Venendo a oggi, si registra una sempre maggiore difficoltà a riconoscere i soggetti e le pratiche della cultura popolare, anche se permane certamente una linea di distinzione – più che una separatezza – tra cultura popolare e cultura di massa (grande contenitore in cui ormai ricadono non soltanto i media tradizionali, ma anche i social). Se la domanda che si impone è: “Di chi stiamo parlando?”, si sta peraltro verificando una polarizzazione, nella ricerca sulla cultura popolare, tra chi si impegna in una ricerca arcaicizzante e patrimonializzante sulle tradizioni e chi si predispone all’ascolto caratteristico della storia orale, ma ancora non sembra che si possa trovare un punto di sintesi abbastanza solido tra queste opzioni.
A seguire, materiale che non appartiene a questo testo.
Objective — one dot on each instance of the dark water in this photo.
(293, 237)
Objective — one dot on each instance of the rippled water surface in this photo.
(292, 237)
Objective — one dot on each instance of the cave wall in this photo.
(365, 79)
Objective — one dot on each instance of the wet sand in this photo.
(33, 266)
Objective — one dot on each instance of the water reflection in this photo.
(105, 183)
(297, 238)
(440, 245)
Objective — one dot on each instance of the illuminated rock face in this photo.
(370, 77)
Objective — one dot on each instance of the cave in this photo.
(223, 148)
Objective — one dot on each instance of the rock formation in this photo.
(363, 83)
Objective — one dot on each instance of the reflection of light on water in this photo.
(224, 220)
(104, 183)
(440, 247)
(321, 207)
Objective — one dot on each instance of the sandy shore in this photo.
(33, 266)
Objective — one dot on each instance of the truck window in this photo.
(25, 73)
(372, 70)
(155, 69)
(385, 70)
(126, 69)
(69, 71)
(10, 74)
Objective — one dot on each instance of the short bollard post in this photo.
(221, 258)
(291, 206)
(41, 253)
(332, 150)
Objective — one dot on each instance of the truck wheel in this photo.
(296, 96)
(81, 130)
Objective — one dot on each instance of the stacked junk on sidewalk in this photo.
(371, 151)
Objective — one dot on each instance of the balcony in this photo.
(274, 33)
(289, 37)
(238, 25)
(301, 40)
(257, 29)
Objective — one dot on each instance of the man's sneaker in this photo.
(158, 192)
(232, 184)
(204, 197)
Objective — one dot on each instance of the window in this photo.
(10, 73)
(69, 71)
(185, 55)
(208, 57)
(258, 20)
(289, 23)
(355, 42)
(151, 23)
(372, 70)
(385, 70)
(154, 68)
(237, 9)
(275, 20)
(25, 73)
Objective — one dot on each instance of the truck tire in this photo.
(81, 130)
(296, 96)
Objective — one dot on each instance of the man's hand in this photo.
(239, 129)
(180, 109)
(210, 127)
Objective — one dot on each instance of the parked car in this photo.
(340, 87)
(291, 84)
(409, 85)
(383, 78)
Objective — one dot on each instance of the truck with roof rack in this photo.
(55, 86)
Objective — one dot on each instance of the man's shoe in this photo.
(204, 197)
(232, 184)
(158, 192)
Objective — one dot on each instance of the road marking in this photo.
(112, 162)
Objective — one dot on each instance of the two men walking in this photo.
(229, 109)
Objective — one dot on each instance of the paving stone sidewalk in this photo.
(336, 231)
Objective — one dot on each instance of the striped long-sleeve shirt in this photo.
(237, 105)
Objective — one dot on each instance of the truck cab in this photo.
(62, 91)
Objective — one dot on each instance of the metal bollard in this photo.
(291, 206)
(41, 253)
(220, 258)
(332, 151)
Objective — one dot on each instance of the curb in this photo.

L’interrogativo principale, come dicevo, riguarda i caratteri che assume oggi la subalternità. Una delle risposte più chiare viene dalle culture popolari migranti: presentano forme di stratificazione culturale ancora differenti e specifiche e, per questo motivo, vanno indagate con cura e attenzione.
[LM] È stata già citata, ma conviene ritornarci, in funzione della sua longevità e resistenza: qual è stato e qual è il ruolo della Lega di Cultura di Piadena?
[AP] La Lega di Cultura di Piadena ha sempre svolto un’azione politica in quanto culturale e culturale in quanto politica, mostrando l’inscindibilità di questo nesso. Nel corso degli anni, la Lega di Cultura ha avuto poi la capacità di rinnovarsi profondamente, identificandosi sicuramente nella lunghissima attività dei suoi storici promotori, come Giuseppe Morandi, il “Micio” Azzali e tanti altri, ma anche con molti nuovi apporti. È stata, ad esempio, fra le prime realtà a creare lo spazio e a promuovere quell’incontro con le culture popolari migranti del quale abbiamo appena parlato.
[LM] Parlando invece un’esperienza più recente, nell’estate 2023 si è tenuta la terza edizione del Festival delle Culture Popolari di Collelongo, organizzato dal Circolo Gianni Bosio di Roma. Come si inserisce in questo panorama il festival di Collelongo?
[AP] In tutte e tre le edizioni, si è verificato un incontro interessante fra tante esperienze diverse. In origine, il Festival nasce da un’iniziativa delle persone del luogo, successivamente accolta dal Circolo Gianni Bosio di Roma e diventata realtà proprio in quel territorio della provincia aquilana. Il coinvolgimento degli abitanti è andato aumentando nel tempo, fino al successo dell’ultima edizione, con la partecipazione, ad esempio, delle scuole locali. Il Festival si occupa di alcune tematiche che stanno diventando sempre più pressanti: la crisi della pastorizia, il declino demografico dell’Italia montana e, in generale, tutte le questioni che riguardano lo stato di salute delle aree interne del Paese. Nel corso delle tre edizioni ho imparato molto su questi temi, grazie all’incontro di esperienze e pratiche differenti e alla pratica di quell’ascolto, sempre sottolineato da Bosio, che è capace di produrre comune arricchimento.